Kallalagar Temple covers an area of about  and has a five-tiered gopuram (gateway tower). The temple is enclosed in a rectangular enclosure with huge granite walls. The central shrine houses the image of the presiding deity, Sundarabahu Perumal in standing posture. The images of Sridevi and Bhudevi are also housed in the sanctum. There are two life size images of Narasimha, the avatar of Vishnu. One of them is shown holding the demon Hiranya and other slaying him.

The temple houses some rare Vijayanagara sculptures similar to the ones present in Soundararajaperumal Temple, Thadikombu, Krishnapuram Venkatachalapathy temple, Srivilliputhur Divya Desam and Jalakandeswarar Temple, Vellore. The temple also has one of the unique deities Chakaratalvar (Alvar) where the god with chakram having 16 hands and 16 weapons is without Narasimha above him.

Chithirai Festival 

Chithirai festival of this temple celebrated for ten days is one of the declared festivals of Tamil Nadu government. This festival day is declared as a local holiday. In Chithirai (April-May), Lord Kallalagar starts from Alagar kovil in the form of Kallar
 and reaches Madurai on Pournami (Full Moon day). Here he steps into river Vaigai in his Horse Vaganam. Lakhs of devotees flock to river Vaigai to see this event. "Ethir Sevai" festival is celebrated on the day before Alagar steps into river Vaigai. It is a tradition for the people of Madurai to welcome Alagar.

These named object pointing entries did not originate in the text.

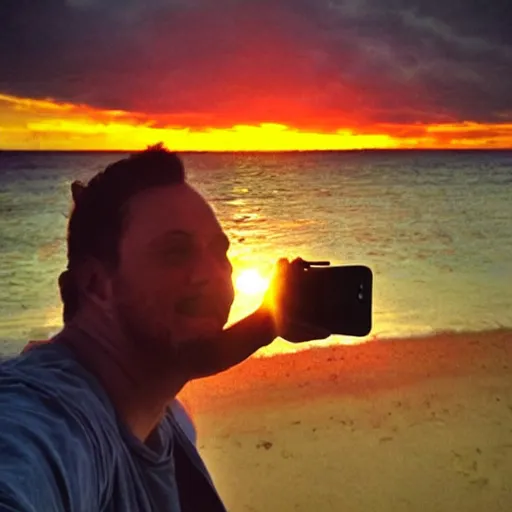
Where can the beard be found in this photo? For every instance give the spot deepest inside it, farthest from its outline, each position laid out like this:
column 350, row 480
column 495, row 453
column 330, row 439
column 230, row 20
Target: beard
column 166, row 332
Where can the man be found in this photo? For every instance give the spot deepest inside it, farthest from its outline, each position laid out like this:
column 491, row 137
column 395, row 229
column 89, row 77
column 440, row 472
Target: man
column 87, row 420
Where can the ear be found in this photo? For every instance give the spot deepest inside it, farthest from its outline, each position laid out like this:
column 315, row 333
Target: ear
column 77, row 189
column 95, row 283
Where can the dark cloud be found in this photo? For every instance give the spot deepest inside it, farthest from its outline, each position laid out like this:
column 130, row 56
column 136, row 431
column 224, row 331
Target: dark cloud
column 314, row 63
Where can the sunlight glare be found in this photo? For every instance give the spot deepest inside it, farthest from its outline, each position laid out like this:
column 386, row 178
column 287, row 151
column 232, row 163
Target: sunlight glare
column 251, row 282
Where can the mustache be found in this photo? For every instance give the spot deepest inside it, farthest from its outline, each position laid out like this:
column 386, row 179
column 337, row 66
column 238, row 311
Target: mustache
column 201, row 306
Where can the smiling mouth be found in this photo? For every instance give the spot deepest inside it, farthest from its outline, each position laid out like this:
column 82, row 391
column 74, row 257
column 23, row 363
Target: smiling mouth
column 198, row 307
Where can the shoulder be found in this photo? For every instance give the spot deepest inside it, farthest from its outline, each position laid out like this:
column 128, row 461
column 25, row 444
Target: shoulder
column 46, row 387
column 181, row 416
column 51, row 431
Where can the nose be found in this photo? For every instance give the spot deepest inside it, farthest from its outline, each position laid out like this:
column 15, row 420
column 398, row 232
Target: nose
column 209, row 268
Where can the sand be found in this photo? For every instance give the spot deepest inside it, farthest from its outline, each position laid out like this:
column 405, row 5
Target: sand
column 404, row 425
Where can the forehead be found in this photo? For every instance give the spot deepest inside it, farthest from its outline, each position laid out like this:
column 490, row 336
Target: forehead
column 172, row 208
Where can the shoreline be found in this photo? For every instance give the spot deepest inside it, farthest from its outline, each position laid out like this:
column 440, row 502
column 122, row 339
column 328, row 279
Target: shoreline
column 361, row 369
column 403, row 426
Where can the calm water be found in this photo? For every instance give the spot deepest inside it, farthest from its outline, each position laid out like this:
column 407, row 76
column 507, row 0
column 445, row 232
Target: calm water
column 434, row 226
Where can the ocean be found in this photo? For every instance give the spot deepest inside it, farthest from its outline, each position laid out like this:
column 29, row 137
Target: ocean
column 434, row 226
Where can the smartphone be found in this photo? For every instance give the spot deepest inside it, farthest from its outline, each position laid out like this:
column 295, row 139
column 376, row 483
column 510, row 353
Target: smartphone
column 337, row 298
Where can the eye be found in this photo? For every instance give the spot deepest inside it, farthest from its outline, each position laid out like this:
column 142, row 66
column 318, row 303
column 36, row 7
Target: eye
column 220, row 246
column 178, row 251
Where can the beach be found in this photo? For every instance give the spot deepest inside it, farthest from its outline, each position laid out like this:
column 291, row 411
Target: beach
column 420, row 424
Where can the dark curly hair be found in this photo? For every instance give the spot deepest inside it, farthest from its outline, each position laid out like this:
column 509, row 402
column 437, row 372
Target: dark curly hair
column 99, row 212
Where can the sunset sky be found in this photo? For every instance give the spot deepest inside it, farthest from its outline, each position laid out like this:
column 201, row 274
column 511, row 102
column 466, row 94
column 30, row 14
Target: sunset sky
column 255, row 74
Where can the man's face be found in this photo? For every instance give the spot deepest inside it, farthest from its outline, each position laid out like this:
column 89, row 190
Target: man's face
column 174, row 282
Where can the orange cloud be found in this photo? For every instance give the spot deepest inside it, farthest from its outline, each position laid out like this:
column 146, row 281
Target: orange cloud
column 48, row 125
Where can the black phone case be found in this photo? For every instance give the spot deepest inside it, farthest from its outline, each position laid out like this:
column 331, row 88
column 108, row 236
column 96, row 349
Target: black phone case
column 335, row 298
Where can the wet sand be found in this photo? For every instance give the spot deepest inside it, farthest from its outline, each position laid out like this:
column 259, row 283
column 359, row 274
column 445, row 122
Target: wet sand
column 405, row 425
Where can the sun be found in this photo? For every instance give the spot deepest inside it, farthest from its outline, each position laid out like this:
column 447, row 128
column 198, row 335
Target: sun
column 251, row 282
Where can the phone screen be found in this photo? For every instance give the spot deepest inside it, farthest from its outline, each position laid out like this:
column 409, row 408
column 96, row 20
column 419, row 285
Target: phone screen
column 335, row 298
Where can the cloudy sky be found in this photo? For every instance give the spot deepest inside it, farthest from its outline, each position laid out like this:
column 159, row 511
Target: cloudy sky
column 386, row 73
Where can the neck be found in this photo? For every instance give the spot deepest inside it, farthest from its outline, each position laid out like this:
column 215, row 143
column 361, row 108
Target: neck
column 139, row 387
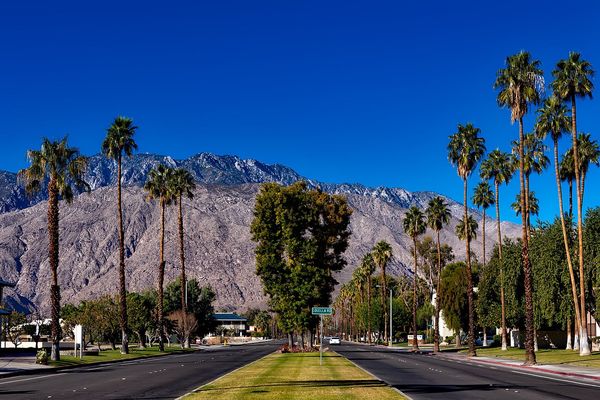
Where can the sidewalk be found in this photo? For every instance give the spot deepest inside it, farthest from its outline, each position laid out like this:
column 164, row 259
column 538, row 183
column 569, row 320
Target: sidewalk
column 555, row 369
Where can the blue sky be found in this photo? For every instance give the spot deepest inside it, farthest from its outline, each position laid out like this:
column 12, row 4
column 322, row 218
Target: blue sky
column 342, row 91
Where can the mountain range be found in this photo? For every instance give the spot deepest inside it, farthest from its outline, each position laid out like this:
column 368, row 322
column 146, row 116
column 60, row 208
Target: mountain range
column 218, row 245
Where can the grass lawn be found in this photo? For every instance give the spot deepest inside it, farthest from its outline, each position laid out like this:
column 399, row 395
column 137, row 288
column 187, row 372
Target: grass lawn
column 545, row 356
column 297, row 376
column 111, row 355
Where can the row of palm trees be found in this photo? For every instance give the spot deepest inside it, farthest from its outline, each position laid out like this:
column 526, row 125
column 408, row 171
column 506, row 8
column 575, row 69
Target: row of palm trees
column 62, row 169
column 520, row 85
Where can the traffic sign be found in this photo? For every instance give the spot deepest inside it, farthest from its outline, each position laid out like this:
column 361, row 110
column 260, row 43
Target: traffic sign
column 322, row 311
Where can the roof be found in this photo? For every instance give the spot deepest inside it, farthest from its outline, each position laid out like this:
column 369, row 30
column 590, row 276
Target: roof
column 228, row 317
column 4, row 283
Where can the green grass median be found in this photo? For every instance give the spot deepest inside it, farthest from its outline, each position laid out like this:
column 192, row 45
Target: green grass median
column 297, row 376
column 545, row 356
column 112, row 355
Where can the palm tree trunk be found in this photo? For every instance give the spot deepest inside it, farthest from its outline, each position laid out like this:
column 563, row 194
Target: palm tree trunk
column 415, row 341
column 565, row 238
column 436, row 333
column 529, row 324
column 483, row 230
column 383, row 302
column 471, row 335
column 569, row 338
column 53, row 248
column 584, row 346
column 369, row 283
column 122, row 287
column 161, row 278
column 183, row 277
column 502, row 305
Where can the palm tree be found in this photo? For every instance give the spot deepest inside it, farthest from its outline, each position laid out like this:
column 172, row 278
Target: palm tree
column 119, row 140
column 572, row 79
column 438, row 215
column 382, row 253
column 534, row 204
column 465, row 150
column 553, row 119
column 368, row 268
column 182, row 184
column 61, row 166
column 499, row 167
column 158, row 187
column 520, row 84
column 535, row 161
column 414, row 225
column 483, row 198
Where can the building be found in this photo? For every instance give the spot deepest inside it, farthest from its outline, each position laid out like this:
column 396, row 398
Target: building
column 231, row 323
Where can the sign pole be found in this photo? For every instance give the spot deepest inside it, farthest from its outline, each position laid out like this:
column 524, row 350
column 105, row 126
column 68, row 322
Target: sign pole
column 321, row 343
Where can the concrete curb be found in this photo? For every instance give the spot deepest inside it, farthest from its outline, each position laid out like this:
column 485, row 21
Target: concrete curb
column 36, row 371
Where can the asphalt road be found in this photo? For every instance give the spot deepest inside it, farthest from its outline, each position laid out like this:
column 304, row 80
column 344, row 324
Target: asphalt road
column 156, row 378
column 431, row 377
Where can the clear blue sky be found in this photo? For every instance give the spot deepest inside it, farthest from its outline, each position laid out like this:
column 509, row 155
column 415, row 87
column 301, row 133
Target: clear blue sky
column 342, row 91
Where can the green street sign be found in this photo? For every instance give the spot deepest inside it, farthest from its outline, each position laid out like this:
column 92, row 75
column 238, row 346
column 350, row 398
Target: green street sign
column 322, row 311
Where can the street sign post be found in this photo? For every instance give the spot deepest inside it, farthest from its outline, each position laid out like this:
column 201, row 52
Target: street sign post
column 320, row 311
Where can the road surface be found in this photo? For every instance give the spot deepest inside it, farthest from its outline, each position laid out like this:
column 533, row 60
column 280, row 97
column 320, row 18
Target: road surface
column 153, row 378
column 431, row 377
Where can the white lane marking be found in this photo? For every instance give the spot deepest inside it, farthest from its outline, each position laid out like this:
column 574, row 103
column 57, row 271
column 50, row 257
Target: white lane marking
column 555, row 379
column 31, row 379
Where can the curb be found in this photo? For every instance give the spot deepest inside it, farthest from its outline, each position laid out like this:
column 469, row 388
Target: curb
column 530, row 368
column 51, row 370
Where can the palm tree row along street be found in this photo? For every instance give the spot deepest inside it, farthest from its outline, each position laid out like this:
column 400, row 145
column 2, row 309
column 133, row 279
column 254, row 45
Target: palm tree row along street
column 521, row 89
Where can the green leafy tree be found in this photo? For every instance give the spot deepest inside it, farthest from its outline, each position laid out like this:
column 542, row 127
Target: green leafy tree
column 414, row 225
column 62, row 167
column 159, row 188
column 301, row 236
column 465, row 150
column 520, row 84
column 118, row 142
column 572, row 79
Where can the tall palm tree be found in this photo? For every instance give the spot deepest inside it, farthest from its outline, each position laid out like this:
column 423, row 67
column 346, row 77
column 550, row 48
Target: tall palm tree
column 465, row 150
column 382, row 254
column 572, row 79
column 438, row 215
column 535, row 161
column 182, row 184
column 499, row 167
column 414, row 225
column 589, row 153
column 368, row 268
column 552, row 119
column 567, row 173
column 60, row 167
column 158, row 187
column 483, row 198
column 118, row 141
column 520, row 84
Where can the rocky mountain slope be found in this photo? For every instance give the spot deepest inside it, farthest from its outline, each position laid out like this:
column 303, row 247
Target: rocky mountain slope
column 219, row 251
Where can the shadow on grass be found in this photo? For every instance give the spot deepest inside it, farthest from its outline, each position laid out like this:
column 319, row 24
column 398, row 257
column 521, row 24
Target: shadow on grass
column 348, row 383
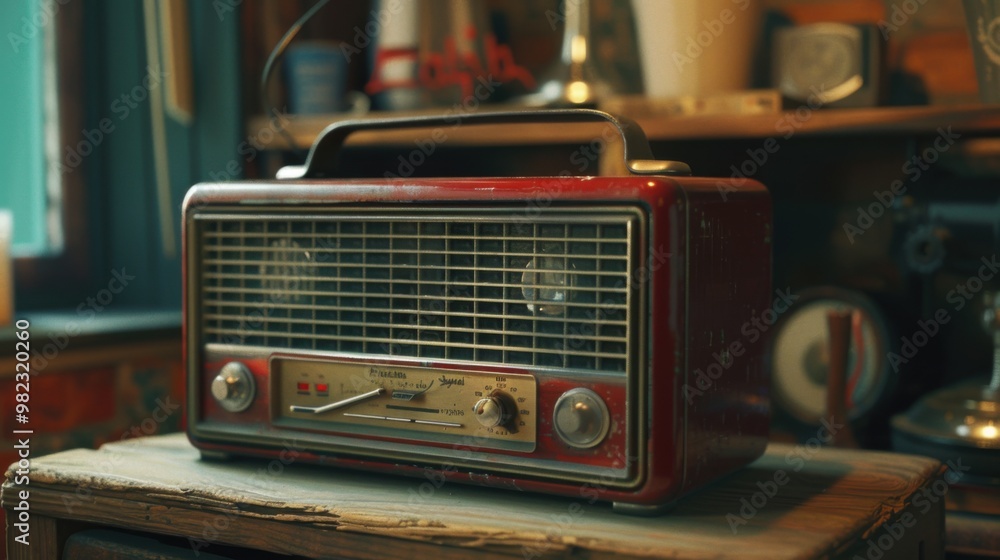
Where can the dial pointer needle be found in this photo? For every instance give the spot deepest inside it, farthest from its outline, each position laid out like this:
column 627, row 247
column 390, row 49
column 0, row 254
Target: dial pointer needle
column 338, row 404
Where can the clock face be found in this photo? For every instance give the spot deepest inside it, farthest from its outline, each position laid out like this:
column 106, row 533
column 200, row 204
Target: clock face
column 823, row 60
column 800, row 357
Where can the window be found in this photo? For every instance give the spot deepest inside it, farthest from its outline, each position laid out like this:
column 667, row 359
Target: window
column 29, row 107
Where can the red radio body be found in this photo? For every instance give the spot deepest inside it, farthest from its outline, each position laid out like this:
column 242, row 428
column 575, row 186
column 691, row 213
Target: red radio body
column 578, row 336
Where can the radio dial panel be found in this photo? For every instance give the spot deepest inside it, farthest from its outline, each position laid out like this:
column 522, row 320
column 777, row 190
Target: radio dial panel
column 488, row 410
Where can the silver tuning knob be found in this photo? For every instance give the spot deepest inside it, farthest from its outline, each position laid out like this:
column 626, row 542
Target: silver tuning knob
column 233, row 388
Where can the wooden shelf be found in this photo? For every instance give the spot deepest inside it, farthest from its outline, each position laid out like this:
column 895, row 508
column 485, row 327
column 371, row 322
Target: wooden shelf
column 827, row 122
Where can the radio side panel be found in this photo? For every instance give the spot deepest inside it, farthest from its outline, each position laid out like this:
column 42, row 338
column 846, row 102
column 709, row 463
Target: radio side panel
column 725, row 390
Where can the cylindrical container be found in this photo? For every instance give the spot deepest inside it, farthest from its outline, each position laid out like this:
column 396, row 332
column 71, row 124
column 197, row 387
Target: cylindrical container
column 696, row 47
column 316, row 73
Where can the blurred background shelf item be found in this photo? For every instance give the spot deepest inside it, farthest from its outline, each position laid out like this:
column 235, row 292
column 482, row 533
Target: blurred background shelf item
column 658, row 126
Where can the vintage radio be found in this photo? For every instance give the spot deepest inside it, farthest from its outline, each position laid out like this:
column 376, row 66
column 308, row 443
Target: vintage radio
column 582, row 336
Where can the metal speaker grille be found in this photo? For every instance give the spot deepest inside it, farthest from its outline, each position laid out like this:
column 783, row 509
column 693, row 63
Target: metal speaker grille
column 554, row 291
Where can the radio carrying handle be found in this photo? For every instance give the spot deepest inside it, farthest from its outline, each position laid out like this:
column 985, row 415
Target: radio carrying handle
column 323, row 161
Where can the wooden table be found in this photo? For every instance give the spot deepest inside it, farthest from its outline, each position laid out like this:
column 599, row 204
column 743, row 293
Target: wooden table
column 796, row 502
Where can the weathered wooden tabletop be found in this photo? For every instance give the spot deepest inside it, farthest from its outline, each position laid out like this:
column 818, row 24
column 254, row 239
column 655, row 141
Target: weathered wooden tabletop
column 795, row 502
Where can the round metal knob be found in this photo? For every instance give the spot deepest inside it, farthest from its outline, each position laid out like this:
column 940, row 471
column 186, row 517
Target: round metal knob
column 490, row 412
column 581, row 418
column 233, row 388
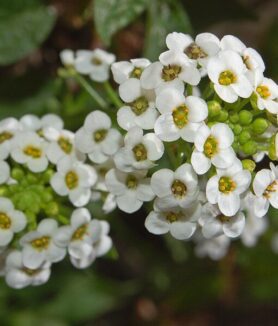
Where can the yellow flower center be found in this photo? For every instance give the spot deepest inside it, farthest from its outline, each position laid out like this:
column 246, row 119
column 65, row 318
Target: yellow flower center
column 131, row 182
column 33, row 151
column 178, row 189
column 100, row 135
column 210, row 147
column 5, row 221
column 140, row 152
column 226, row 185
column 227, row 78
column 72, row 180
column 5, row 135
column 170, row 72
column 263, row 91
column 180, row 116
column 193, row 51
column 65, row 145
column 273, row 187
column 41, row 243
column 79, row 233
column 140, row 105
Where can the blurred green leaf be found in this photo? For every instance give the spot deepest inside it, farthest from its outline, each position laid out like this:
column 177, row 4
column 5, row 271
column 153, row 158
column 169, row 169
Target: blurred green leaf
column 24, row 25
column 112, row 15
column 172, row 17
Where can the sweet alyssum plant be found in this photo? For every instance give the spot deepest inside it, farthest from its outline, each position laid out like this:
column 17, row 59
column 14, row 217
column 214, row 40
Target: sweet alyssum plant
column 204, row 111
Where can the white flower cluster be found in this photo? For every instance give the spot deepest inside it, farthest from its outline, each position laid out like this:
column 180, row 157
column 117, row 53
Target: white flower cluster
column 40, row 168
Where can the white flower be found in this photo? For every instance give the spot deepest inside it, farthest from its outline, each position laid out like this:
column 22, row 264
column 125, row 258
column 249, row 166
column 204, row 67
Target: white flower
column 85, row 239
column 123, row 70
column 226, row 187
column 227, row 72
column 11, row 221
column 267, row 93
column 74, row 179
column 130, row 189
column 139, row 109
column 30, row 149
column 179, row 188
column 139, row 151
column 265, row 186
column 215, row 223
column 180, row 222
column 8, row 128
column 213, row 146
column 172, row 70
column 4, row 172
column 38, row 246
column 180, row 116
column 206, row 45
column 94, row 63
column 19, row 276
column 97, row 138
column 254, row 226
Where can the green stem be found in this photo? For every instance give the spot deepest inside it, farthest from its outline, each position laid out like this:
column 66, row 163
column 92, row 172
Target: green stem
column 112, row 95
column 83, row 82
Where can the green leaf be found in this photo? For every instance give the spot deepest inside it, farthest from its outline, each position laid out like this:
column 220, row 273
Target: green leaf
column 24, row 25
column 163, row 18
column 112, row 15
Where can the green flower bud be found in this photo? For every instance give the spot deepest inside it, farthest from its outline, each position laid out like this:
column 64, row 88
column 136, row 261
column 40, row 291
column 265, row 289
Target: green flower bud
column 249, row 148
column 259, row 126
column 244, row 137
column 245, row 117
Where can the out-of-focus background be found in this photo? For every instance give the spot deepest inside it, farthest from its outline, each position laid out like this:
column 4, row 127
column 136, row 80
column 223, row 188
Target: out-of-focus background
column 155, row 280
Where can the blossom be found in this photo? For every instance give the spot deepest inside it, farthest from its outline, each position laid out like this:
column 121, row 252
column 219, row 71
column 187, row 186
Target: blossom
column 11, row 221
column 139, row 109
column 226, row 186
column 94, row 63
column 124, row 70
column 97, row 138
column 213, row 146
column 175, row 188
column 38, row 246
column 139, row 151
column 180, row 116
column 180, row 222
column 29, row 148
column 227, row 72
column 19, row 276
column 130, row 189
column 74, row 179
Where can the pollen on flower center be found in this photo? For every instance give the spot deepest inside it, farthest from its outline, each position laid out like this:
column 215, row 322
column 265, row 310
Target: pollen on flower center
column 5, row 221
column 263, row 91
column 227, row 78
column 178, row 189
column 136, row 72
column 100, row 135
column 193, row 51
column 5, row 135
column 210, row 147
column 226, row 185
column 33, row 151
column 41, row 243
column 170, row 72
column 80, row 232
column 140, row 105
column 273, row 187
column 65, row 145
column 180, row 116
column 131, row 182
column 71, row 179
column 140, row 152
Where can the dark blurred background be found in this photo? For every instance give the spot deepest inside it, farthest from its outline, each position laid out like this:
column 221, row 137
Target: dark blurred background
column 154, row 280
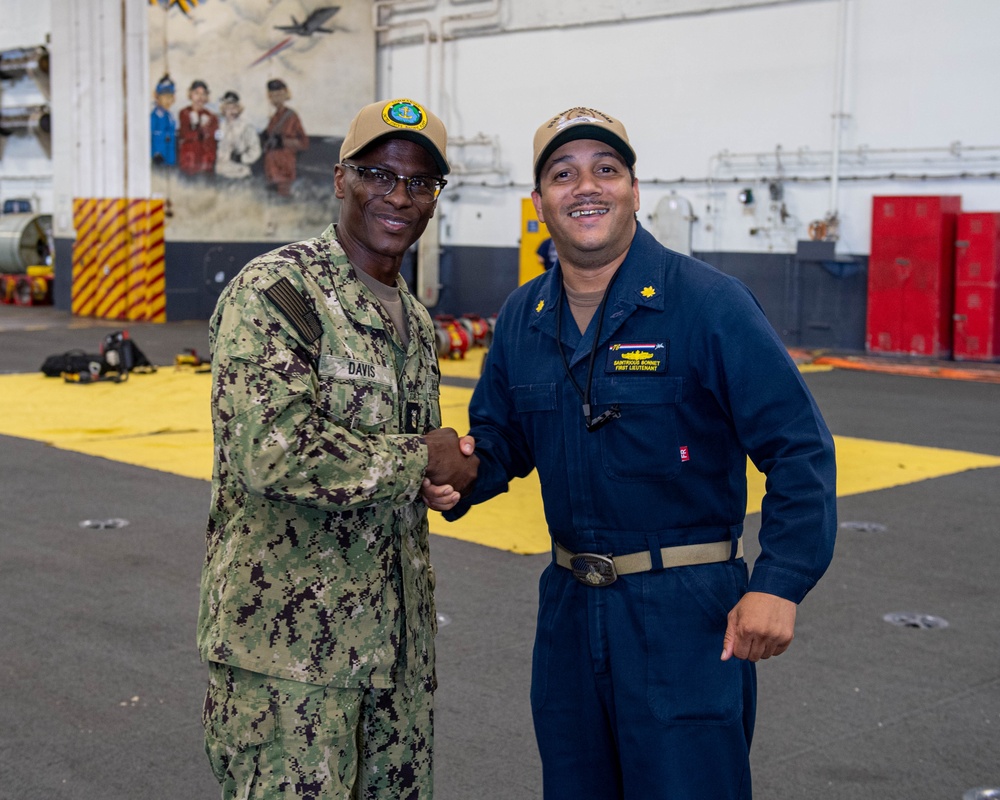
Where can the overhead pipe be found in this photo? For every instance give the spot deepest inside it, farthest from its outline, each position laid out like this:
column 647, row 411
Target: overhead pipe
column 394, row 6
column 838, row 109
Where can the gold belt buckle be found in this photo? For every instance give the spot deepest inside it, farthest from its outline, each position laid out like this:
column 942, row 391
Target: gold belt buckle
column 592, row 569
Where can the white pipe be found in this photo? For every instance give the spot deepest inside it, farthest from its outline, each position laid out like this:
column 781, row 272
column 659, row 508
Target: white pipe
column 493, row 11
column 407, row 5
column 838, row 106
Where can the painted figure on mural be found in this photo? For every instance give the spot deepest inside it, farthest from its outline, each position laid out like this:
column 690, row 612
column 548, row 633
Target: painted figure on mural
column 239, row 145
column 162, row 125
column 196, row 133
column 282, row 140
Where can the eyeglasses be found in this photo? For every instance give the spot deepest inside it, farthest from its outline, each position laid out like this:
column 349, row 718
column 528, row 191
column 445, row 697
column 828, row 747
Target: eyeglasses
column 377, row 181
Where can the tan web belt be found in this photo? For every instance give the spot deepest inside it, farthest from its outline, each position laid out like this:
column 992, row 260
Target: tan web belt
column 594, row 569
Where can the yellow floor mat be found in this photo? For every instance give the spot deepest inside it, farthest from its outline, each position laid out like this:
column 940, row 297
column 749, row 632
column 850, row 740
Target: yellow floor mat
column 162, row 421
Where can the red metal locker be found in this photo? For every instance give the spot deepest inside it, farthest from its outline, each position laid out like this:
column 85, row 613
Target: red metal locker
column 977, row 287
column 911, row 275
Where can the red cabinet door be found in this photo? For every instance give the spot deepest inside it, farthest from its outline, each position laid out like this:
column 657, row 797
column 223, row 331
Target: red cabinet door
column 976, row 317
column 911, row 275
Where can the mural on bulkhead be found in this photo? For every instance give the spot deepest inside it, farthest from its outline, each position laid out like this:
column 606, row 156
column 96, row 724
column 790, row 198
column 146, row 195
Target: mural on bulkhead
column 249, row 104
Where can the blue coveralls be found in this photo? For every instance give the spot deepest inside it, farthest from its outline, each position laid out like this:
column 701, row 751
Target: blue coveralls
column 163, row 136
column 629, row 696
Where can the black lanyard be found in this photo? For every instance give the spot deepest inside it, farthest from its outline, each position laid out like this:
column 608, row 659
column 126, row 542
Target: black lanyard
column 614, row 412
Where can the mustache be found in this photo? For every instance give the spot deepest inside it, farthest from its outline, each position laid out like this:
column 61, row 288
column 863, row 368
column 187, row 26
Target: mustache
column 581, row 204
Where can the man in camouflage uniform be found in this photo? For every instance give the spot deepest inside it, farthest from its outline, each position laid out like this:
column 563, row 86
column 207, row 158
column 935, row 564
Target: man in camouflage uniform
column 317, row 612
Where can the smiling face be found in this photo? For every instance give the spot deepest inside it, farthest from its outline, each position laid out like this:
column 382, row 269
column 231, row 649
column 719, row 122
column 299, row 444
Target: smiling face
column 376, row 230
column 587, row 199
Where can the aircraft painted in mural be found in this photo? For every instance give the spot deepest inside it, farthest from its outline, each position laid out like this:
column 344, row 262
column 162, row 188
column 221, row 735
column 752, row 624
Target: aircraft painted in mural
column 311, row 24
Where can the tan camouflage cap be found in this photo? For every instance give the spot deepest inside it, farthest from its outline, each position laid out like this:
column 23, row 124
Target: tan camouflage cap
column 580, row 123
column 402, row 119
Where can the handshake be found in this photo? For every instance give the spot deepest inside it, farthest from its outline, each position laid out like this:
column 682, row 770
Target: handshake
column 452, row 467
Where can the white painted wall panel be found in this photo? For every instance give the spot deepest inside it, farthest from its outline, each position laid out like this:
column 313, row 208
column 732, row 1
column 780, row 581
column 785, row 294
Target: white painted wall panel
column 750, row 80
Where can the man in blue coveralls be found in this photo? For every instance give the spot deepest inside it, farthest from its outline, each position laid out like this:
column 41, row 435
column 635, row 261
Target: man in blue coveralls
column 637, row 381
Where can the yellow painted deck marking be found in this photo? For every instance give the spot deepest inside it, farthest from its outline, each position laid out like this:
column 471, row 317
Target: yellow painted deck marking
column 162, row 421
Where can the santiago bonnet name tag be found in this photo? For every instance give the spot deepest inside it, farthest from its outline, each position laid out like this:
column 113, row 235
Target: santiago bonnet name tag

As Alagar returns from Vandiyur Dhasavatharam, festival is celebrated throughout the night at Ramarayar Mandapam in the Northern part of river Vaigai. After this event, Alagar is taken to Mysore Veera Mandapam on decorated Anantharayar Palanquin. The next morning Alagar in the form of Kallar returns to Alagar kovil in ‘Poo Pallakku' (Palanquin decorated with flowers)

In the month of April and May, each year the great Chitra festival is celebrated on Pournami (full moon day). The Festival dramatically re enacts the visitation of Kallalagar to Madurai from Alagar Koyil. Lakhs of devotees flock to river Vaigai to personally witness the event of lord Alagar stepping down into the river and to get his blessings.

During the months of July and August the festival of Aadi Brahmmorchavam is being celebrated for 10 days. This festival occurs within the precincts of the shrine. Devotees from different parts of Tamilnadu throng to participate in this festival. The temple car ‘Amaiththa Narayanan’ is taken in procession during Pournami (Full-Moon day) of Aadi (Brahmotchavam).